Back then, it hadn’t seemed weird to Hazel to have the same imaginary boyfriend as her brother.

They were in love with him because he was a prince and a faerie and magical and you were supposed to love princes and faeries and magic people. They loved him the way they’d loved Beast the first time he swept Belle around the dance floor in her yellow dress. They loved him as they loved the Eleventh Doctor with his bow tie and his flippy hair and the Tenth Doctor with his mad laugh. They loved him as they loved lead singers of bands and actors in movies, loved him in such a way that their shared love brought them closer together.

It wasn’t like he was real. It wasn’t like he could love them back. It wasn’t like he’d ever have to choose.

Except now he’d woken. That changed everything.

All of that hung between Ben and Hazel as they walked back out through the doors of the school and toward his car.

And a tiny voice nagged at her, a voice that whispered it could be no coincidence she’d woken with mud on her feet the very morning after something had woken the prince.
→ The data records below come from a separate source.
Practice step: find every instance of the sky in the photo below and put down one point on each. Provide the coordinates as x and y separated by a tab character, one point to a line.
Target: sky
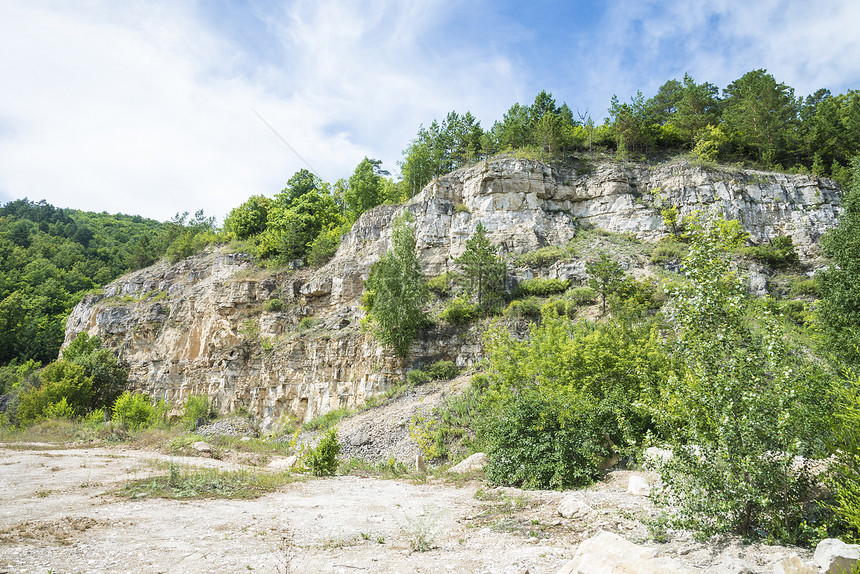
157	107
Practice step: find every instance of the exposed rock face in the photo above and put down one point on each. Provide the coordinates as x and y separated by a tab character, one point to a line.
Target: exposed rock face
205	325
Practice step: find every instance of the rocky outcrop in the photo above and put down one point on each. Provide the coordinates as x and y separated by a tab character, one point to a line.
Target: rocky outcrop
290	343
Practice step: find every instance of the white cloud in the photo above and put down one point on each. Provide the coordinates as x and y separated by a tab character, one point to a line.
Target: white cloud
142	108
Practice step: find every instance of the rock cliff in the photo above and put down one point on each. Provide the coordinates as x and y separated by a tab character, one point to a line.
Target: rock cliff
289	343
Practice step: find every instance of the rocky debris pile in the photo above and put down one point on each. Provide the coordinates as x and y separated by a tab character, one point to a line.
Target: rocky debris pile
232	426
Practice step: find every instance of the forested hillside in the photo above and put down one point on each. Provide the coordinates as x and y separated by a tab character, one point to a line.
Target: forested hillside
50	257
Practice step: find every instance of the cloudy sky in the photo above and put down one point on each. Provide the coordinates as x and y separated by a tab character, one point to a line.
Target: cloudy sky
156	107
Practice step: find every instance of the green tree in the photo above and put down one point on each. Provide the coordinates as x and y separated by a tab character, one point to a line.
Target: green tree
249	219
604	276
482	267
397	291
365	189
839	285
753	404
762	112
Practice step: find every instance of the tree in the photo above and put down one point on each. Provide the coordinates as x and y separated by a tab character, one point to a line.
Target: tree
839	309
250	218
753	405
365	189
761	111
604	276
482	266
397	291
696	108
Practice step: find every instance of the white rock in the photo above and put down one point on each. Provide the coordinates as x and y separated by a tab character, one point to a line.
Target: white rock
572	506
638	486
283	463
475	462
835	556
793	565
607	553
655	456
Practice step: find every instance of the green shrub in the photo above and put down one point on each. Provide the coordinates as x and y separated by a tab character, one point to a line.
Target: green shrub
441	285
582	296
442	370
196	408
540	287
417	377
59	381
460	311
60	410
322	460
134	411
528	307
669	250
546	440
327	420
805	288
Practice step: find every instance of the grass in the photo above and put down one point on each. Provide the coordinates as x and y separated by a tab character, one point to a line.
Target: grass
205	483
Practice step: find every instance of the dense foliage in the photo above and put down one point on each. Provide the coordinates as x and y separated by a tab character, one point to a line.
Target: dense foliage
50	257
397	291
755	119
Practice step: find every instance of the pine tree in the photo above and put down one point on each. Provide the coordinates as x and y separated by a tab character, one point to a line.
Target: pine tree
397	291
482	267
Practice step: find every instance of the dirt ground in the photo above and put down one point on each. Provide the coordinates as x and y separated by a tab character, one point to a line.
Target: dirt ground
59	513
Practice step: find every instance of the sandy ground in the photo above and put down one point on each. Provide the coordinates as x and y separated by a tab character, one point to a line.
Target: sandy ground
57	514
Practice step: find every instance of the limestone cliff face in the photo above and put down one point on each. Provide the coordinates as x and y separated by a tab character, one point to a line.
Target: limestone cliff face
208	324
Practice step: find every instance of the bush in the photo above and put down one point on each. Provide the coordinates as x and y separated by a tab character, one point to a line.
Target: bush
442	370
668	250
460	311
528	307
417	377
322	460
806	288
441	285
134	411
61	381
546	440
540	287
196	407
778	253
581	296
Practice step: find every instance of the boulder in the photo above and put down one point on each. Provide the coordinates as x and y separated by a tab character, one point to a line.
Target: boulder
572	506
793	565
475	462
835	556
655	456
607	553
638	486
282	464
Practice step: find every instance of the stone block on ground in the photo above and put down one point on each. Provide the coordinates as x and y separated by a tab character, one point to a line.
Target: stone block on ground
608	553
835	556
475	462
638	486
793	565
572	506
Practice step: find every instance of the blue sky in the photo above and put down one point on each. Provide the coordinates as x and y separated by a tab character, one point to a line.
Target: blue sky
148	106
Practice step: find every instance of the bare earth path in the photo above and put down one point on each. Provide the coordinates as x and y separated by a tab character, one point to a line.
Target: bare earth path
56	514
She held that secret hope to her chest, being very careful to let herself think about it for only a moment or two, the way one might look at something so precious as to be overwhelming.
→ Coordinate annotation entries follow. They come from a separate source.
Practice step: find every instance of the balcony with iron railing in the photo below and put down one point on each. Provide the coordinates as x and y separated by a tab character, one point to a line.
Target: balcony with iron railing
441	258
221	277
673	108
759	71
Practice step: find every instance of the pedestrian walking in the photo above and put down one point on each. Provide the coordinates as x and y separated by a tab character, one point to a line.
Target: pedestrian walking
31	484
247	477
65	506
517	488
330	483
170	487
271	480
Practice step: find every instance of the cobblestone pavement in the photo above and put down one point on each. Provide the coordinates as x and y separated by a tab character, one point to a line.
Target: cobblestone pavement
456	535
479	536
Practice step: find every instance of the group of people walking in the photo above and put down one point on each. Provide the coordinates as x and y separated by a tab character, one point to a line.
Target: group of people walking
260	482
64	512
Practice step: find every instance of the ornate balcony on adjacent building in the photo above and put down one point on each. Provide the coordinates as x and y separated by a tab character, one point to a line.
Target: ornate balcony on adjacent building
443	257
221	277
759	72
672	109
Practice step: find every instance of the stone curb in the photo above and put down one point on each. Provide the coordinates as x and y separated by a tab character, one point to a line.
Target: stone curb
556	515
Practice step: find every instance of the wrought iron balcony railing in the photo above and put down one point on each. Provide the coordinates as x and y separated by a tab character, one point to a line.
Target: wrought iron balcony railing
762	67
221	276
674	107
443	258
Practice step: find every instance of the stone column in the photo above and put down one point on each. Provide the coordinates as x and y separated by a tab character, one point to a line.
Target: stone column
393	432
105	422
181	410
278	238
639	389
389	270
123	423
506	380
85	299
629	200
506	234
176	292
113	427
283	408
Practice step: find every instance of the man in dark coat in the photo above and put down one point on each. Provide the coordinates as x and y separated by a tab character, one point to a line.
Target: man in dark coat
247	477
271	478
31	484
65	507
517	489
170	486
“Wait!” a voice called from behind them.

Hazel turned. Jack was running down the steps. Rain spattered his T-shirt, turning the fabric spotty and dark. He’d left his jacket inside.

They went around the corner of the building together, ducking under an awning, so that teachers couldn’t see them, but it was dry enough to talk. They knew the spot because it was where all the janitors gathered to smoke, and if you didn’t report them, they’d overlook whatever shady thing you were engaged in. She wouldn’t have guessed that a good boy like Jack knew about the spot, but, clearly, she would have been wrong.

“We’re going to find him,” Ben said, grinning. He made it sound as though they were about to begin a game, but a very good game.

“Don’t,” Jack sighed, and looked out toward the football field. He seemed to be considering his next words carefully. “Whatever you think he is—he won’t be what you’re imagining.” Then he visibly steeled himself to grit out the next bit. “You can’t trust him. He’s not human.”